Holy week guides us all in the direction of the cross. The cross tells the story of all our lives. Jesus embraced the cross, its suffering, pain and death to empathize with a broken and wounded world.
Fr Paddy Byrne has a weekly column in the Carlow Nationalist.
This column appeared on 19th March
Holy week is more than anything else a celebration of Gods love for us all. As we journey with Jesus this week, we visit many vulnerable and human emotions felt by him, his family and friends. Jesus finds himself saying goodbye, letting go. He faces his greatest and most necessary challenge with courage and faith despite his fear and vulnerability.
In the company of those who knew and loved him best, his friends and family, he celebrated a sacred meal where he promised to always nourish and be present to those who belive in his love. One of his final actions was a wonderful call for all who believe to serve. As he washed his friends feet, Jesus reminds us all, that we are invited to be humble and gentle followers, who are generous and willing to embrace with love the strengths and weaknesses of others who surround us. “No greater love can he have than to lay down his life for his friends”

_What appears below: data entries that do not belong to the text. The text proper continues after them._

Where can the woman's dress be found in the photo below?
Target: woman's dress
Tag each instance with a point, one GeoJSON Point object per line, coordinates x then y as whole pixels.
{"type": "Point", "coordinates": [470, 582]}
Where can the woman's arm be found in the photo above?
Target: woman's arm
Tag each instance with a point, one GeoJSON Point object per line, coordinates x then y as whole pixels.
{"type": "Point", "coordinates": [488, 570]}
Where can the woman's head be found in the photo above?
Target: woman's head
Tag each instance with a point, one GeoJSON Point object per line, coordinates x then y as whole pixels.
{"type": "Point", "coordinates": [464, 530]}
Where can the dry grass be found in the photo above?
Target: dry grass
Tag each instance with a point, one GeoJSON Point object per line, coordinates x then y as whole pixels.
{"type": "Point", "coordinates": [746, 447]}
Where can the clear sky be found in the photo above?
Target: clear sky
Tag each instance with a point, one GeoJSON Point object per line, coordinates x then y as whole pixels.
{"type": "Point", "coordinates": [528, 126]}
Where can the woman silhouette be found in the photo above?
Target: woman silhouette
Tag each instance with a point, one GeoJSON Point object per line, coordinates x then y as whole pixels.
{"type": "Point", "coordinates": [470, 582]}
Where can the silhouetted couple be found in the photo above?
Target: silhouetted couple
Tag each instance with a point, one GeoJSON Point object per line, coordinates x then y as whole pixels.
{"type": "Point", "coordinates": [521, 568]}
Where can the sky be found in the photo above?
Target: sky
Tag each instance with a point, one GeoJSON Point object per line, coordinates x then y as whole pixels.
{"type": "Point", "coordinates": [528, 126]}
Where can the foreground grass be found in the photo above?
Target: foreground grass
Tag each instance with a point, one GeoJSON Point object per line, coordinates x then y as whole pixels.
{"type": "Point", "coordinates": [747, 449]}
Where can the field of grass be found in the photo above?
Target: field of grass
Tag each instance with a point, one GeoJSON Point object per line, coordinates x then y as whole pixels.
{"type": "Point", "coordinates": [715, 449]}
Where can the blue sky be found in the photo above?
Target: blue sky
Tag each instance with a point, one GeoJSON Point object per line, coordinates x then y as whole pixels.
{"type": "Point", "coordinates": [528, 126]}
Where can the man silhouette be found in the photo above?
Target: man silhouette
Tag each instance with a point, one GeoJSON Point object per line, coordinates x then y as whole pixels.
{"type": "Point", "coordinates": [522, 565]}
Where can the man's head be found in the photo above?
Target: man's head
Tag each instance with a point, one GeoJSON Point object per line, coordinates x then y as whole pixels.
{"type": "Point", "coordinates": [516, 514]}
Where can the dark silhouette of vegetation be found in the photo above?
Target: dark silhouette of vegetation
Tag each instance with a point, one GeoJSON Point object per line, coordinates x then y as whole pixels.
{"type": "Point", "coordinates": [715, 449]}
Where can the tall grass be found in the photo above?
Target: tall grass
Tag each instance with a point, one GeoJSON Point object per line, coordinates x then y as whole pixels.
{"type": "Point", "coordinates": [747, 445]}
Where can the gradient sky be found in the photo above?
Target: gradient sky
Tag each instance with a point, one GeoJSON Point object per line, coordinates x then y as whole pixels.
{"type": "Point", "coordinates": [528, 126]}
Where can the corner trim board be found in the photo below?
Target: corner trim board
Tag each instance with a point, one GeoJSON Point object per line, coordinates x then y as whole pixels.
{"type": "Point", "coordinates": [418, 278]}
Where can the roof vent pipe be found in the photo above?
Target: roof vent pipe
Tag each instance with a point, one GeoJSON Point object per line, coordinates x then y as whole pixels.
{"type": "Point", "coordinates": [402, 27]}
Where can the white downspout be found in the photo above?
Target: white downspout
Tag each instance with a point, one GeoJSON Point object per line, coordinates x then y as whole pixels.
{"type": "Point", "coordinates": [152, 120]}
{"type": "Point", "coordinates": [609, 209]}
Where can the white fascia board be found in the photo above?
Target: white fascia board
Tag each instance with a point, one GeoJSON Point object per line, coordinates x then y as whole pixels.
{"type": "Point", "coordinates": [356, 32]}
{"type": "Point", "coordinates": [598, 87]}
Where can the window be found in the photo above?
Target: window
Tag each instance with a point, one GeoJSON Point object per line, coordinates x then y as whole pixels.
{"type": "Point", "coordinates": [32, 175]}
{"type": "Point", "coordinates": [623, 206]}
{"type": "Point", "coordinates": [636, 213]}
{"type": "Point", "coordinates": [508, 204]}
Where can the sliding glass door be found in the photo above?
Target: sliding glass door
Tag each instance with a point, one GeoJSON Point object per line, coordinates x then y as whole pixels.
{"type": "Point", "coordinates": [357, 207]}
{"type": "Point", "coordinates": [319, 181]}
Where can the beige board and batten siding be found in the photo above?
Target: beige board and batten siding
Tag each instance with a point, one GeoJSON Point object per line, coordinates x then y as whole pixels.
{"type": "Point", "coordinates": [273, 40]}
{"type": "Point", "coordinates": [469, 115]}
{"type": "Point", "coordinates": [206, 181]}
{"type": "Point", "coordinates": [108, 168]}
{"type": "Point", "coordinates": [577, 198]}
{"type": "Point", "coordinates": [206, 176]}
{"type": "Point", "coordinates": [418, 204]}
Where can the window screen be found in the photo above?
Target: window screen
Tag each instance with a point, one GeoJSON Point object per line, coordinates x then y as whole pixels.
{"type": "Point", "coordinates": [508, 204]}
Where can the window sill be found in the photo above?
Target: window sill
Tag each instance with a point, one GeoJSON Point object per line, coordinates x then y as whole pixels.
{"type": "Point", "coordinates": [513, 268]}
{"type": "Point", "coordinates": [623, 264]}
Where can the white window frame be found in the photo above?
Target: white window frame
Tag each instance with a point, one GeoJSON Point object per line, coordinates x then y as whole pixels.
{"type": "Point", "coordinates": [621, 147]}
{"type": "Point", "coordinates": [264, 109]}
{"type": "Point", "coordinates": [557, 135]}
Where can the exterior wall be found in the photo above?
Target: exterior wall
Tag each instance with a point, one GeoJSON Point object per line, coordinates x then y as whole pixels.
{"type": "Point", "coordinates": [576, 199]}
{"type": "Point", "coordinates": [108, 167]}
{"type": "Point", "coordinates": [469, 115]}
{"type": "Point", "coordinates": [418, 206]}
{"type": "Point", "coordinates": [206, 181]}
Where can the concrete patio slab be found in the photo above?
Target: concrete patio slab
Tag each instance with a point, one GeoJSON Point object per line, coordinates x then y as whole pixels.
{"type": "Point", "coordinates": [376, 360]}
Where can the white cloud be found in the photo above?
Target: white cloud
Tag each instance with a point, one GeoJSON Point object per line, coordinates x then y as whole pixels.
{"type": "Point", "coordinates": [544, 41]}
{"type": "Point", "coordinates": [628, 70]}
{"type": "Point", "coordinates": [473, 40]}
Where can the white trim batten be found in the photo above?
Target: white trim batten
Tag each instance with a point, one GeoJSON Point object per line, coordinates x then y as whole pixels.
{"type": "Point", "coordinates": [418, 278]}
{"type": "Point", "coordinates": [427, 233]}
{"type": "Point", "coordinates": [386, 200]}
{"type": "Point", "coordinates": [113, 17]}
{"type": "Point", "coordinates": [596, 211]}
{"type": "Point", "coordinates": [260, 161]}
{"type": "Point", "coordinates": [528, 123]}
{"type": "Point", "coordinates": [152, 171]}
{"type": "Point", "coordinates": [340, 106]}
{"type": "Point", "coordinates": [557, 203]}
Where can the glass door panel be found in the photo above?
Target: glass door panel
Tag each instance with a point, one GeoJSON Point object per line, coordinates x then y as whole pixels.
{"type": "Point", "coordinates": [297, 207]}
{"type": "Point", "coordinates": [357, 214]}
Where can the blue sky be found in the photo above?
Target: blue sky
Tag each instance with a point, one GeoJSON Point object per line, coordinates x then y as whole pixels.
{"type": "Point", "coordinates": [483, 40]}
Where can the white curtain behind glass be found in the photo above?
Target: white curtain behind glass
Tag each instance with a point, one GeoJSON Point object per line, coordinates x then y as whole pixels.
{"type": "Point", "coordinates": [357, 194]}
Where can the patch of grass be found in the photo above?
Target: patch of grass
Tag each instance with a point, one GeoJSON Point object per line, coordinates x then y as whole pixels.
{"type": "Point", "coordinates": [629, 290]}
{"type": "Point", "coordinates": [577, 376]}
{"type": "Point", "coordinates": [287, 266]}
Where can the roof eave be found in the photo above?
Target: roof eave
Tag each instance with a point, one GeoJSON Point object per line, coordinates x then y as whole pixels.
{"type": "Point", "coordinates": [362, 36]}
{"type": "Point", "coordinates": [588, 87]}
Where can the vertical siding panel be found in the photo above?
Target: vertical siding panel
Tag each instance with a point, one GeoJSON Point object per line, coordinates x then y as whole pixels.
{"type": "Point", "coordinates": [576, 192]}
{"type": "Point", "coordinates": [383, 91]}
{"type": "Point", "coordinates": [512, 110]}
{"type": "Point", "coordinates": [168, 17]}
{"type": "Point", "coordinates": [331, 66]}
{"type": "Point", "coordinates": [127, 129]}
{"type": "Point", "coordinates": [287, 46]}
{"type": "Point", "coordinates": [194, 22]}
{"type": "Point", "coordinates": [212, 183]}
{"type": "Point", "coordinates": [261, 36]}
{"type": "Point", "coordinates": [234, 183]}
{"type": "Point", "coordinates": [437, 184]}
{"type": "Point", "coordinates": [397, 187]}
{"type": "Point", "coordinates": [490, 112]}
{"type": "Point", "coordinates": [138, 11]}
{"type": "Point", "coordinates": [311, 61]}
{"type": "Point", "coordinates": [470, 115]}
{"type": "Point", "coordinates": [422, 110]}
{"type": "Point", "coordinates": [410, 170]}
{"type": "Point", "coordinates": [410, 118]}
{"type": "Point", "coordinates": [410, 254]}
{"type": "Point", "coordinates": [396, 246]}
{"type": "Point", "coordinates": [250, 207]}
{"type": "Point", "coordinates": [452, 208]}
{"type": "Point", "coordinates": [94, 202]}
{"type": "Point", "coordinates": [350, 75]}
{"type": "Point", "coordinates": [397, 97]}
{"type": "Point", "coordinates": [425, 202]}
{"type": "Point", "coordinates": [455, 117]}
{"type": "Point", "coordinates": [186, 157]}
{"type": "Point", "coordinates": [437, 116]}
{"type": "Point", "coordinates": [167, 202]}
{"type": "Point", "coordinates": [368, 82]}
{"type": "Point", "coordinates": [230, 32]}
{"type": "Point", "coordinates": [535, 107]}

Holy week guides us all in the direction of the cross. The cross tells the story of all our lives. Jesus embraced the cross, its suffering, pain and death to empathize with a broken and wounded world. All of us this week carry in our hearts and homes some of the burden that is the cross of Christ. The cross is unavoidable as we discover his love for us. “If you want to follow me, you must first pick up your cross”
There are many crosses in all our lives, as there are in our society as a whole. Brokenness and vulnerability are all part and parcel of the human condition. We cannot escape sickness, bereavement, addiction, hurt and pain they all accompany us perhaps at different times in our lives. Similarly in our society there continues to be crosses of injustice, inequality, discrimination, violence and crime. Christ not so much gives us answers to the why of our human suffering; instead he offers us a profound and wonderful example.
Jesus embraced the cross with all its misery, pain, rejection and humiliation as an action to demonstrate his solidarity, for all who are hurt or broken in any way. His dying on the cross was an extreme moment of great love. Through his dying Jesus alone entered into the depth and fullness of our human condition, an action which his father fulfilled by bringing him to the fullness of life. His death is necessary to achieve for all of us the promise that is our salvation, the gift of life eternal, forgiveness, peace and healing.
The cross is not just a symbol of suffering more importantly it is a sign of hope. In all our lives it is so important to have hope, a reason to continue, to possess faith in a God who can make all things possible. God loved us so much that in a profound action of suffering he demonstrated he can connect with us no matter what fear, problem, burden or anxiety we may have in our lives. This is a sacred week for this reason. Where ever we find ourselves to be, may we find encouragement and hope from this important love story.